The algebraic (multiplicative) group $G^m$ acts on $\mathbb{A}^n$ (diagonally) and the quotient of $\mathbb{A}^n\setminus \{0\}$ by $G_m$ is $\mathbb{P}^{n-1}$ (which is a proper variety). I would like to find a "more interesting" example of an action of an algebraic groups $G$ on $\mathbb{A}^n$ such that the quotient of $\mathbb{A}^n\setminus A$ by $G$ is proper, where $A$ is a certain "small" subvariety of $\mathbb{A}^n$ (say, over the field of complex numbers). Under these conditions does the quotient have to be toric (and does $G$ have to be a torus)?

I would be deeply grateful for any hints or references (and I know very little on algebraic groups and toric varieties)!
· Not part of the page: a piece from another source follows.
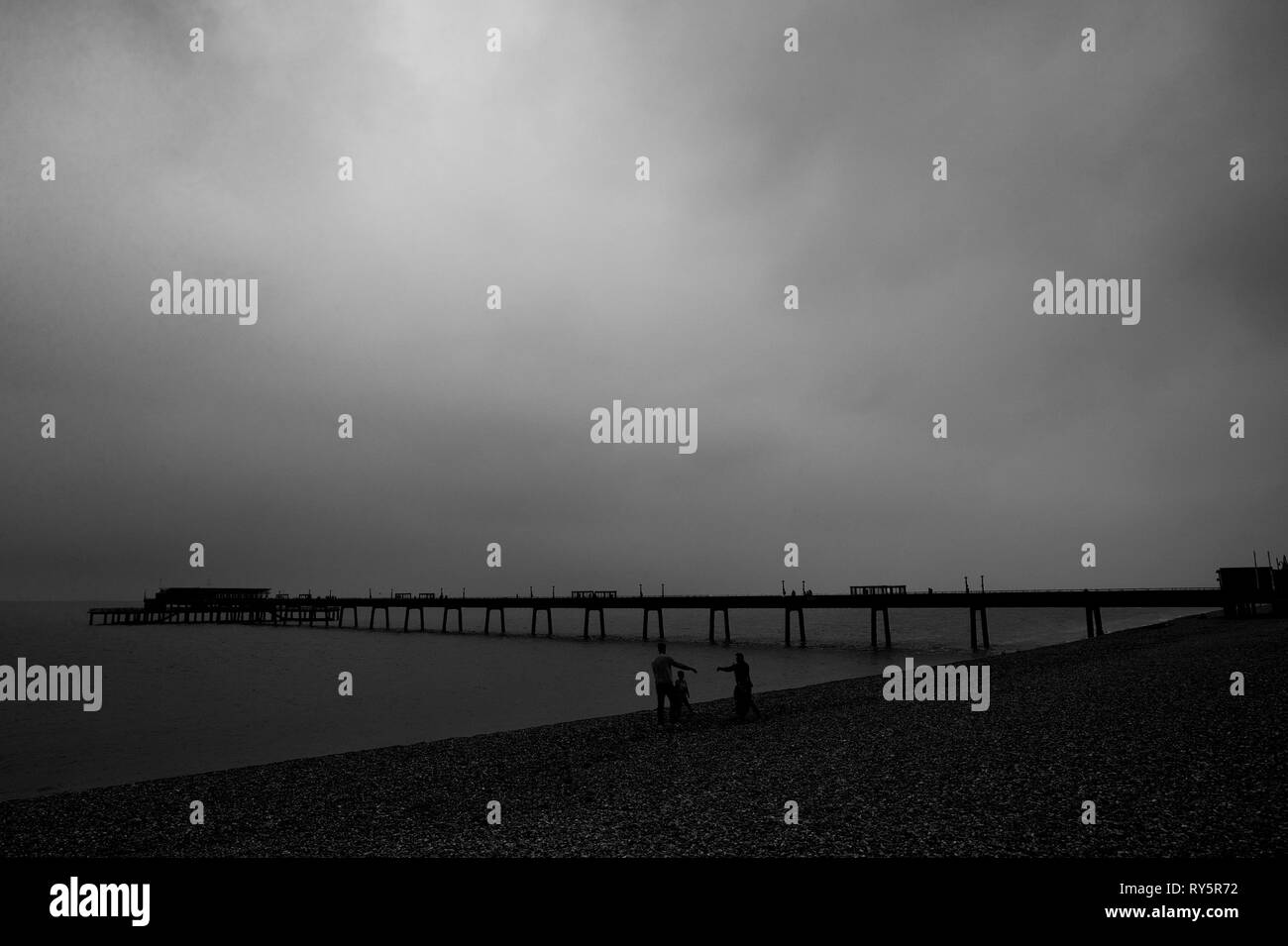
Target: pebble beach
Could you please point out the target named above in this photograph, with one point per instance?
(1141, 722)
• Anything on "geometric invariant theory", e.g. the book with that title, will have lots more examples, where $A$ is the "unstable set". If $G$ contains dilation then the GIT quotient will be proper. For a non-torus example, let $GL(k)$ act on $k\times n$ matrices, and let $A$ be the set of matrices of rank $< k$. Then the quotient is $Gr(k,n)$. Of course, maybe this $A$ isn't "small" enough for you. – Allen Knutson Oct 7 '15 at 9:17
• Thank you!! Funnily enough, just before reading your comment I was wondering whether $A$ is small enough in this example.:) – Mikhail Bondarko Oct 7 '15 at 9:36
• Does "small" for you just mean that the quotient is proper? – Allen Knutson Oct 7 '15 at 10:28
• No, "small" means "of small dimension" (and I am thinking what does the latter "small" means). – Mikhail Bondarko Oct 7 '15 at 10:55
• – Lucas Kaufmann Oct 7 '15 at 13:35

By the way your question is phrased, it seems that you might be familiar with the following construction. But anyway, any toric variety can be realised as the quotient of $\mathbb{A}^n \setminus A$ by the action of an algebraic torus (for some $n$ and $A$). This is proved in the famous paper of Cox:
This theory has been generalised much by the theory of Cox rings and universal torsors. This says that any "suitably nice" variety $X$ (namely, a Mori dream space) is a quotient of $\mathrm{Spec}(\mathrm{Cox}(X)) \setminus A$ (for some $A$) by the action of the Néron-Severi torus of $X$. Moreover, $\mathrm{Spec}(\mathrm{Cox}(X))$ is isomorphic to an affine space if and only if $X$ is a toric variety.